8.9 - Further Examples

Example 8-6: Additive Model Section

The Lesson8Ex1.txt dataset contains a response variable, Y, a quantitative predictor variable, X, and a categorical predictor variable, Cat, with three levels. We can code the information in Cat using two dummy indicator variables. A scatterplot of Y versus X with points marked by the level of Cat suggests three parallel regression lines with different intercepts but common slopes. We can confirm this with an F-test of the two X by dummy indicator variable interaction terms, which results in a high, non-significant p-value.

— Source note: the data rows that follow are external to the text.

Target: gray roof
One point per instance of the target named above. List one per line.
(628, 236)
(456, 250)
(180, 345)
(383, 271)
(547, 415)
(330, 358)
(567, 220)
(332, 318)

We then refit without the interaction terms and confirm using individual t-tests that the intercept for level 2 differs from the intercept for level 1 and that the intercept for level 3 differs from the intercept for level 1.

Video Explanation

Example 8-7: Interaction Model Section

The Lesson8Ex2.txt dataset contains a response variable, Y, a quantitative predictor variable, X, and a categorical predictor variable, Cat, with three levels. We can code the information in Cat using two dummy indicator variables. A scatterplot of Y versus X with points marked by the level of Cat suggests three non-parallel regression lines with different intercepts and different slopes. We can confirm this with an F-test of the two X by dummy indicator variable interaction terms, which results in a low, significant p-value.

Video Explanation

Example 8-8: Muscle Mass Data Section

Suppose that we describe y = muscle mass as a function of \(x_1 = \text{ age and } x_2 = \text{ gender}\) for people in the 40 to 60 year-old age group. We could code the gender variable as \(x_2 = 1\) if the subject is female and \(x_2 = 0\) if the subject is male.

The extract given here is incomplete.